Varicella-Zoster Virus
Varicella (chickenpox) is a mild, highly contagious disease, chiefly of children, characterized
clinically by a generalized vesicular eruption of the skin and mucous membranes.
The disease may be severe in adults and in immunocompromised individuals.
Zoster (shingles) is a sporadic, incapacitating disease of elderly or immunocompromised
individuals that is characterized by pain and a rash limited in distribution to the skin
innervated by a single sensory ganglion. The lesions are similar to those of varicella.
Both diseases are caused by the same virus.
Pathogenesis and Pathology
A.
Varicella
The route of infection is the mucosa of the upper respiratory tract or the conjunctiva.

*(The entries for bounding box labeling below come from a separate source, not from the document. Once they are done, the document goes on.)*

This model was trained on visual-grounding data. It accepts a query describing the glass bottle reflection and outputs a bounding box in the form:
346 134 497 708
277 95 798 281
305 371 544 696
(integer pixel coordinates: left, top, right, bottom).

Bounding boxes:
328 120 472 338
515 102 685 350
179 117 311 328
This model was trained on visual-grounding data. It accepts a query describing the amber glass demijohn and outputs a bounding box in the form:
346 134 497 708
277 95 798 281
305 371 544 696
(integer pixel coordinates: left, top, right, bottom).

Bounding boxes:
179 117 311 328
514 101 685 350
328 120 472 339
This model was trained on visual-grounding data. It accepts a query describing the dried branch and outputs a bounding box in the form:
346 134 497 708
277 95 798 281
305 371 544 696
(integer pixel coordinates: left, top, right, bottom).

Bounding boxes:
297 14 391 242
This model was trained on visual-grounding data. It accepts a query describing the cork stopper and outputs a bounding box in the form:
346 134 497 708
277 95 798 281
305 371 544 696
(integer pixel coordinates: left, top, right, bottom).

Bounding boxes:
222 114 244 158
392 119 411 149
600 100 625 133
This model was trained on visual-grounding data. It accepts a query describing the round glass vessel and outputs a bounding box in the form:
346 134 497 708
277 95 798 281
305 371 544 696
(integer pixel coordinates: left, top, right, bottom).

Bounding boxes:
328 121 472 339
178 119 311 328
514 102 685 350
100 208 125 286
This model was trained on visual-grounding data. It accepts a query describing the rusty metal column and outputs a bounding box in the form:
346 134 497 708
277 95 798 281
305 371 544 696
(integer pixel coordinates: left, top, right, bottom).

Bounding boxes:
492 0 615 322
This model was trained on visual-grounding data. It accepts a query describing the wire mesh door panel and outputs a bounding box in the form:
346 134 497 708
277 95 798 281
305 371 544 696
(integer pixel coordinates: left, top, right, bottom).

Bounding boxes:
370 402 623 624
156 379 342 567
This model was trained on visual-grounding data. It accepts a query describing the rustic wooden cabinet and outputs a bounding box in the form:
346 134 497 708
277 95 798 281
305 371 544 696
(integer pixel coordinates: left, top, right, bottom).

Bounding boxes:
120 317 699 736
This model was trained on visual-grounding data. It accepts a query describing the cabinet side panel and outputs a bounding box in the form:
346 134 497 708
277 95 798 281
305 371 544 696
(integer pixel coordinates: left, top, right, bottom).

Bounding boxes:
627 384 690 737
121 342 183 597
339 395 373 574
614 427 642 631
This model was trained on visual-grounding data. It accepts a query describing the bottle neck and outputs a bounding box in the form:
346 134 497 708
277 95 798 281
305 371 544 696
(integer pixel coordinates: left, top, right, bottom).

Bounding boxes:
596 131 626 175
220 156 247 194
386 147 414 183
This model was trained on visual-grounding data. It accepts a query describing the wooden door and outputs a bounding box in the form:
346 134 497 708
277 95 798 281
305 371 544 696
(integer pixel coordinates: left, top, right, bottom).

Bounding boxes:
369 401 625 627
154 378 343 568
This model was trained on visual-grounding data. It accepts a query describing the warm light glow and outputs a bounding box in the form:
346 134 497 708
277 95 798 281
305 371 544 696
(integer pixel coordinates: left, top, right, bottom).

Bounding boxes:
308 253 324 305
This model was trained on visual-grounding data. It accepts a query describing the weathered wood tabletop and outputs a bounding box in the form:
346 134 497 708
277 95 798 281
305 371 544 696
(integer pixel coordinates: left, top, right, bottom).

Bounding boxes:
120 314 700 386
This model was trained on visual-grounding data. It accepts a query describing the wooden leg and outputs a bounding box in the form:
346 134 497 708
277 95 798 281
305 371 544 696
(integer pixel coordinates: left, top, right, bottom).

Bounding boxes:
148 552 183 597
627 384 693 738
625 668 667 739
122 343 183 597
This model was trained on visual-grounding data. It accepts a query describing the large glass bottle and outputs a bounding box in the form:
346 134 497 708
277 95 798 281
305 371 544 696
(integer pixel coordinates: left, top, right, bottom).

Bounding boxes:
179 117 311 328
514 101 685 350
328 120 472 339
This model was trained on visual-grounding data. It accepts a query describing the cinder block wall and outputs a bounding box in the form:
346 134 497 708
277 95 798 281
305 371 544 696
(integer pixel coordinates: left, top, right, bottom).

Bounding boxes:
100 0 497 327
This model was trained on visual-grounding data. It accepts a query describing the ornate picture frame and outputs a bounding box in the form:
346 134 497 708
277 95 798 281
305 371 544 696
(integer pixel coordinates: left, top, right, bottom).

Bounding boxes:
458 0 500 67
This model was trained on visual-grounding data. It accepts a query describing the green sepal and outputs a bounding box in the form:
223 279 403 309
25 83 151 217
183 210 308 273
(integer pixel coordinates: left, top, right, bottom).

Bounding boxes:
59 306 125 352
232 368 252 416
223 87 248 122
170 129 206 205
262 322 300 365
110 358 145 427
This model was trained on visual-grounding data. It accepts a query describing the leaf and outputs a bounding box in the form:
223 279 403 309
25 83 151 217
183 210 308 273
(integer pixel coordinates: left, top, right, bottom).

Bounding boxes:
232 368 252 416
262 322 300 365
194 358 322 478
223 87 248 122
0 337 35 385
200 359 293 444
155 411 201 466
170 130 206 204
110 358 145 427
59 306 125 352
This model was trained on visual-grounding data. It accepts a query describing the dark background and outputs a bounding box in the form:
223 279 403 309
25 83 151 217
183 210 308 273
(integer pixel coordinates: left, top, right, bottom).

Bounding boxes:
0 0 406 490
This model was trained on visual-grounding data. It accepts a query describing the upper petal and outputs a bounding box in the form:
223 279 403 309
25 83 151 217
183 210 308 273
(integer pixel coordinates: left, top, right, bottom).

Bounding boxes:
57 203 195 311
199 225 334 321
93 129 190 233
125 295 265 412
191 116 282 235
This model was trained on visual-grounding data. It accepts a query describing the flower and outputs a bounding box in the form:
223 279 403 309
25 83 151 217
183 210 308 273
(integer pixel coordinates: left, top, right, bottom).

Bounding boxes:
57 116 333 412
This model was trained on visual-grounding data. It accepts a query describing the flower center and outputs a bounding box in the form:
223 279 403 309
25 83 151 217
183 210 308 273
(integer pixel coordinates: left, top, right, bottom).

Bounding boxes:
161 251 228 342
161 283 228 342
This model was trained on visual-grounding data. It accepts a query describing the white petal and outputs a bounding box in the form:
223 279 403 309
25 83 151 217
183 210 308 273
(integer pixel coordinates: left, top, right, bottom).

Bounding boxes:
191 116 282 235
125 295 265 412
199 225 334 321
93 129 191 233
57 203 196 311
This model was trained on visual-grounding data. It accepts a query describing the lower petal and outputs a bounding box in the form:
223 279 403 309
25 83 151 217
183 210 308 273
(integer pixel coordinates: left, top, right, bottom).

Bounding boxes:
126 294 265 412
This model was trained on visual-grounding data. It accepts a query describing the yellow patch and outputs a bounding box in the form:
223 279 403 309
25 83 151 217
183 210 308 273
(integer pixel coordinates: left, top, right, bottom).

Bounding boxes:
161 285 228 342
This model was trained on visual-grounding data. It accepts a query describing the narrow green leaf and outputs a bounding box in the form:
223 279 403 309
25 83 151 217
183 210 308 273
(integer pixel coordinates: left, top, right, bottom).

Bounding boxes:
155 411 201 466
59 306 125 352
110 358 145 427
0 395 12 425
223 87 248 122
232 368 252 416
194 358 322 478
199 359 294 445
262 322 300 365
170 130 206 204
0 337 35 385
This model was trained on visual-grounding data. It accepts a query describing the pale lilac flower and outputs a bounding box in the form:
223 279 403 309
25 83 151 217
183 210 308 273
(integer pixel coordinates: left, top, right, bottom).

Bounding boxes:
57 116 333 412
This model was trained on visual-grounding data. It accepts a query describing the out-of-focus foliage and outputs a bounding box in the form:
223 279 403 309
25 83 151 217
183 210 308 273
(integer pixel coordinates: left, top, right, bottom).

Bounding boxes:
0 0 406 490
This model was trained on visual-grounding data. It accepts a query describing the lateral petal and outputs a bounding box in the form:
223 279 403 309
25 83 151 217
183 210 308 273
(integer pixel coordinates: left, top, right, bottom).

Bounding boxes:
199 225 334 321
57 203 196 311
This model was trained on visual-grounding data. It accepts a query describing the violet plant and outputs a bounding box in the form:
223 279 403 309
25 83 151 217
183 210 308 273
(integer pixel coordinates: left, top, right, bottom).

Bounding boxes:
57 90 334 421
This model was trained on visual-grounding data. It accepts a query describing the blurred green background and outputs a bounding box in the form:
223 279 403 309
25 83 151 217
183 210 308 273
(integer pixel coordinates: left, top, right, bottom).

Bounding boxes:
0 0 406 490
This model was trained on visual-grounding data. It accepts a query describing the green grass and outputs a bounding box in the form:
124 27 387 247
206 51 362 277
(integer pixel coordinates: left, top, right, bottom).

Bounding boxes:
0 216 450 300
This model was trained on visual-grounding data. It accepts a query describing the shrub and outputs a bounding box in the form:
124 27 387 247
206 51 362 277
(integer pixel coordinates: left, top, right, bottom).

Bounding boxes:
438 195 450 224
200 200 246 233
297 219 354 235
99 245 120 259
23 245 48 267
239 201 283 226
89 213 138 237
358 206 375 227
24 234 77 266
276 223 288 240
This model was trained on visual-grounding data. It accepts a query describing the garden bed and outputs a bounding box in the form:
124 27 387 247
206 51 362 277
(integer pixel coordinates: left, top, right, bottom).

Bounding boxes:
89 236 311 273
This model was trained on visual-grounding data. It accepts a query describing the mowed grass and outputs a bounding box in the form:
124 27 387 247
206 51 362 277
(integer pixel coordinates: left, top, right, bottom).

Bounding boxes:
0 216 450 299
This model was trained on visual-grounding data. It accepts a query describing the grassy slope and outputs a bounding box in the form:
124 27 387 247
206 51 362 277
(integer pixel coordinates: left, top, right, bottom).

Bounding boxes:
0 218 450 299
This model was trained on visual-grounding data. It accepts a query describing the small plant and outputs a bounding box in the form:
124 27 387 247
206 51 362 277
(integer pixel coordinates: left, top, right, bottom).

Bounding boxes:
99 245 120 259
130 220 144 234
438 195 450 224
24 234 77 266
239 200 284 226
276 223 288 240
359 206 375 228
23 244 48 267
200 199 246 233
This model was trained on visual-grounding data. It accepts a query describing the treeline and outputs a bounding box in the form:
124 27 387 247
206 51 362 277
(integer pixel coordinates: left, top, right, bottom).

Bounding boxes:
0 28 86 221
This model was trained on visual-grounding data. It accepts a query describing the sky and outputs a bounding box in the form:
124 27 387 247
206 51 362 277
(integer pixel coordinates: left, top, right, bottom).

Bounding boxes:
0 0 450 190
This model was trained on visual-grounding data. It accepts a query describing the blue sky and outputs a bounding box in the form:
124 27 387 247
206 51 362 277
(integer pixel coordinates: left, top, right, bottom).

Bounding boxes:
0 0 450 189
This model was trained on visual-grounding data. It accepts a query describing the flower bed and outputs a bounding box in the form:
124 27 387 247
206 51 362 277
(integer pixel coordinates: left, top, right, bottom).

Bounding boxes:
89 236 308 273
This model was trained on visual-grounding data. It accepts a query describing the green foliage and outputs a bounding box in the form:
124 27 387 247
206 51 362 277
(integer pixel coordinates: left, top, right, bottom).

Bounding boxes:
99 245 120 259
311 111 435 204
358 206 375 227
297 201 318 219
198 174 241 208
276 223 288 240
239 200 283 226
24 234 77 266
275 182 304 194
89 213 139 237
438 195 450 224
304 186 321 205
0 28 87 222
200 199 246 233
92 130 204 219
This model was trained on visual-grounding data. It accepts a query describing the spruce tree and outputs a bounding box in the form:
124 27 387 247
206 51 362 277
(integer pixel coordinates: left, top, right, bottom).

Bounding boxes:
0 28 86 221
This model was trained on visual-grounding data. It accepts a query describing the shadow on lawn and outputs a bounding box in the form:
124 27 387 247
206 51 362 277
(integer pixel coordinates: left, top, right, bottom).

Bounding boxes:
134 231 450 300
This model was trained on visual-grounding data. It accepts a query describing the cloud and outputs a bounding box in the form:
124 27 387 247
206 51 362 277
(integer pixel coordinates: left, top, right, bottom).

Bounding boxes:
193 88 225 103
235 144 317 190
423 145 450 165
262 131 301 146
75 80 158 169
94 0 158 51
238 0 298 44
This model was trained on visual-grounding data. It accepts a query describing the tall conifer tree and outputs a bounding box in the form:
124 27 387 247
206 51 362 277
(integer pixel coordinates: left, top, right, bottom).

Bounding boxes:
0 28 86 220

It has been shown that a varicella-zoster virus-encoded protein, ORF61, antagonizes the β-
interferon pathway. This presumably contributes to the pathogenesis of viral infection.
B.
Zoster
The skin lesions of zoster are histopathologically identical to those of varicella. There is also
an acute inflammation of the sensory nerves and ganglia. Often only a single ganglion may be
involved.
Clinical Findings
A.
Varicella
Subclinical varicella is unusual. The incubation period of typical disease is 10–21 days.
Malaise and fever are the earliest symptoms, soon followed by the rash, first on the trunk and
then on the face, the limbs, and the buccal and pharyngeal mucosa in the mouth. Successive
fresh vesicles appear in crops, so that all stages of macules, papules, vesicles, and crusts may
be seen at one time.
The rash lasts about 5 days, and most children develop several hundred skin lesions.
Complications are rare in normal children, and the mortality rate is very low.
Varicella pneumonia is rare in healthy children but is the most common complication in
neonates, adults, and immunocompromised patients. It is responsible for many varicella-
related deaths.
B.
Zoster
Zoster usually occurs in persons immunocompromised as a result of disease, therapy, or
aging, but it occasionally develops in healthy young adults.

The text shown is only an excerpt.